Electrostatic induction system

Technical field

Invention relates to electrostatic induction system by fluid-cooled such as voltage transformer system etc. under normal circumstances.

Background technology

The known electrostatic induction system of such as core type transformer etc. is made up of the tank comprising the device body being made up of core, and its SMIS has the some current-carrying windings around they windings.Electricity winding or coil are disposed between electric insulation cylinder.Electricity winding can be buried or be configured to underground the dish being arranged on mutual top.Electricity winding can also spirally be shaped.When transformator in use hour indicator produces heat, this cooling fluid requiring over such as such as oil or ester group liquid dissipates.The life expectancy of the low voltage transformer system of heat drop and therefore generally requiring by using highly efficient and robust cooling system to make voltage transformer system cool down.Dish usually by distance piece in the vertical direction spaced apart with in the middle of two dishes or at two circle intermediate formation of helix windings for cooling down the horizontal liquid pipeline of liquid.Vertical fluid line is generally formed between outer cylinder body and stack tray and between inner barrel and stack tray.In majority of case, vertical fluid line is limited in level or circumferential direction by the spacer ribs for insulating cylinder body being held in place by or is limited.

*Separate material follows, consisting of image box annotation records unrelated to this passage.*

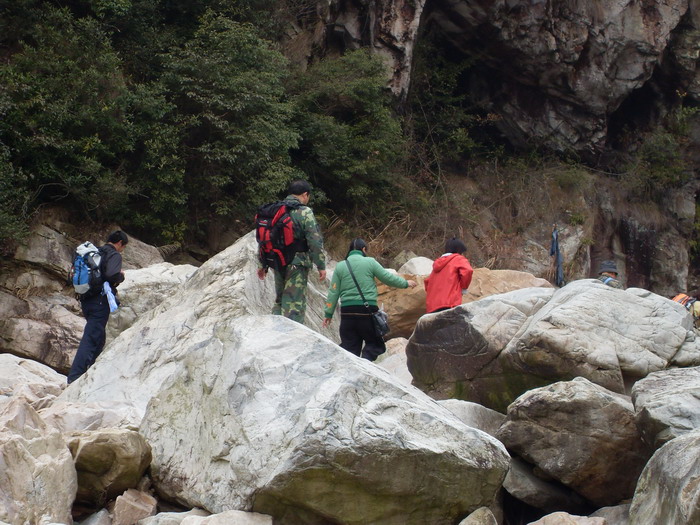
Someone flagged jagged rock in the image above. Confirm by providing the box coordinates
[629,430,700,525]
[0,398,77,524]
[497,378,650,506]
[68,429,151,506]
[591,503,631,525]
[112,489,157,525]
[138,509,209,525]
[323,0,425,98]
[462,268,554,304]
[39,402,143,434]
[503,457,591,514]
[438,399,506,437]
[0,294,85,374]
[377,268,553,338]
[142,317,504,523]
[406,279,700,411]
[14,224,75,279]
[62,238,508,524]
[107,260,197,341]
[406,282,554,412]
[391,250,418,268]
[0,354,66,410]
[459,507,498,525]
[398,257,433,276]
[528,512,608,525]
[426,0,688,151]
[182,510,272,525]
[632,367,700,448]
[80,509,112,525]
[377,274,425,339]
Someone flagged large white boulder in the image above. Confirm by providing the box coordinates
[632,367,700,448]
[62,231,509,524]
[0,354,66,410]
[107,260,197,341]
[629,430,700,525]
[406,279,700,411]
[0,398,78,524]
[141,316,508,524]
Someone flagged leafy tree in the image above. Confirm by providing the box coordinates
[163,12,297,235]
[0,7,184,244]
[290,50,403,211]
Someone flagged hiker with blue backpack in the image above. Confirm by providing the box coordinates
[598,261,625,290]
[68,230,129,384]
[255,180,326,324]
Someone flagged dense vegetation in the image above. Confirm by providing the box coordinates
[0,0,412,252]
[0,0,688,262]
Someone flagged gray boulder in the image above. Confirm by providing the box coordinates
[498,378,651,506]
[632,367,700,448]
[629,430,700,525]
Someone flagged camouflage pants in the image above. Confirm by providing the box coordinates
[272,265,309,324]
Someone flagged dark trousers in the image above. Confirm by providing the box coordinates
[340,306,386,361]
[68,295,109,384]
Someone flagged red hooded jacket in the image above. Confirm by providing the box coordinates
[425,253,474,313]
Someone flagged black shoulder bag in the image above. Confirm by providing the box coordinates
[345,259,389,337]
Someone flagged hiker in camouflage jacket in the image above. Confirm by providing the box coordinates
[258,180,326,324]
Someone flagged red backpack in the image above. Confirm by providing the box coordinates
[255,201,308,272]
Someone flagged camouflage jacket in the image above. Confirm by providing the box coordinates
[284,195,326,270]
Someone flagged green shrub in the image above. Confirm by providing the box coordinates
[289,49,403,211]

The cooling system of known transformator can include the multiple fluid guiding pieces forcing liquid to flow in a certain direction, in order to improves the efficiency of transformer cooling system.Fluid guiding piece under normal circumstances by interior or/or outer cylinder body be disposed in the middle of two adjacent spacer ribs so that the fluid vertically flowed up in fluid line is forced to and flow to the horizontal liquid pipeline being positioned at below fluid guiding piece with zigzag flow pattern.Generally fluid guiding piece is arranged with the symmetrical pattern inner circumferential by stack tray the periphery by stack tray by the circumference along housing.Symmetry means that fluid guiding piece is arranged in the inner periphery and the outer periphery of stack tray with repetition or periodic patterns, wherein has about manufacturing the little deviation considered.

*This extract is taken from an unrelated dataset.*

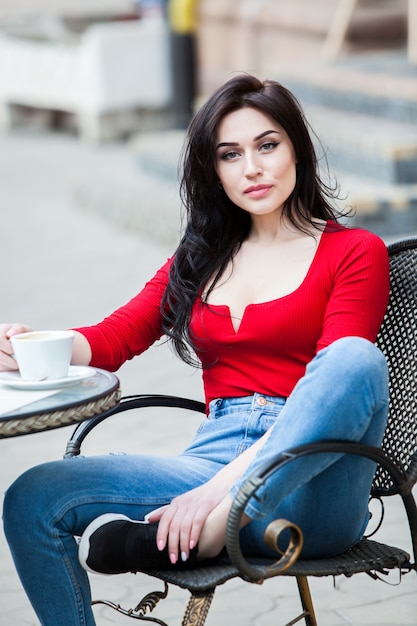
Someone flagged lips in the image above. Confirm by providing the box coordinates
[244,185,272,198]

US4 ' 245 ' 206A discloses a kind of transformator including external insulation cylinder and interior insulating cylinder body, outside and be provided with coil unit between inner barrel.Horizontally and vertically spacer member is used to be positioned at coil unit between outer and inner cylinder and be used for arrange coil unit with being located remotely from each other to form the horizontally and vertically passage being used for cooling down liquid.The flow control components cross section being disposed between vertical spacing component will pass through reduction vertical pipeline guides and controls fluid flowing.Flow control components is circumferential by the constant pitch of the whole height to cross over transformator and symmetrical vertically and periodically arranges.It is disposed in the flow control components in sectional area to be always arranged symmetrically with and in the vertical direction displacement in some cases, illustrates in Figure 17 of US4 ' 245 ' 206A.Being arranged symmetrically with owing to flow control member, focus can easily spread, in circumferential direction particularly in coil unit 16, and peak temperature region can not be cooled efficiently.

Owing to the generation of the loss in winding, there occurs the rate of ageing of impact insulation and thus affect the focus of lifetime of transformator.

The physical location of hot(test)-spot temperature and amplitude depend on the actual distribution of oil flow guide.Important design object is to make maximum hot spot temperature keep low as far as possible.

Therefore, the distribution of the flow guide in transformator or arrange therefore it is required that careful consider and appropriate analysis.

Summary of the invention

It is an object of the invention to provide the electrostatic induction system of a kind of sane, efficient and durable improvement in view of the above circumstances.Electrostatic induction system can be power transformer or reactor.

Even if it is a further object of the present invention to provide a kind of electrostatic induction system also worked continuously and stably under high load.

Electrostatic induction system disclosed herein includes the coil block of cooling fluid, shell and inner shell, the multiple coil units including being stacked on mutual top and be positioned between outer and inner shell and multiple coil unit distance pieces of being configured to be formed multiple central fluid conduit between coil unit.Electrostatic induction system farther includes first and the second adjacent sector, each in first and second sectors includes having the fluid guiding piece of multiple fluid guiding piece and arranges, wherein vertical distance when counting with coil unit between two of a pair of sector fluid guiding piece subsequently be different from common sector another to two fluid guiding pieces subsequently between vertical distance when counting with coil unit, and thus the first sector first fluid guiding piece arrange be different from the second sector second fluid guiding piece arrange.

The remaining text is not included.